Western life expectancy (green column) was just 46 years in 1900, and in in developing countries (red) it was only 26 years; the global average (blue) was only 31 years.

Today it is ~80 years in the West, and ~70 years in developing countries.

The chemicals industry-inspired developments that are largely responsible for these historic advances. As Life magazine declared in 1997, “the filtration of drinking water plus the use of chlorine is probably the most significant public health advancement of the millennium”.

Plus there have been vaccines and medicines, plastics to protect food, improved seeds to boost crop yields and many others.

Today’s ageing population poses real challenges for companies looking to sustain future growth. Key is the fact that longer life expectancy means slower GDP growth.

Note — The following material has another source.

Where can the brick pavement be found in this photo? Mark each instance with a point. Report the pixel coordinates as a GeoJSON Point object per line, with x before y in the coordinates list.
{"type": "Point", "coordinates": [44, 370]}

The New Old are already a record 29% of the Western population and are the only growth sector, with their numbers forecast to rise 34% to 364 million by 2030.

Older people spend less because they mainly buy replacement products. Such purchases can easily be postponed or not purchased at all if money gets tight.

The younger generation is 16% smaller, so cannot compensate for their parents’ slowdown.

Household consumption is 60% of Western GDP, so today’s L-shaped economic recovery will likely continue for many years.

But it would be entirely wrong to describe this outcome as representing ‘lost decades’. No Boomer, faced with the wonderful bonus of extra life, would dream of describing it this way.

International e-chem, the UK-based chemicals company headed by fellow blogger Paul Hodges, publishes a research note today on the subject. This includes a case study describing how a new mindset, focused on the future, could start to reinvigorate today’s struggling retail sector and improve the quality of life in local communities.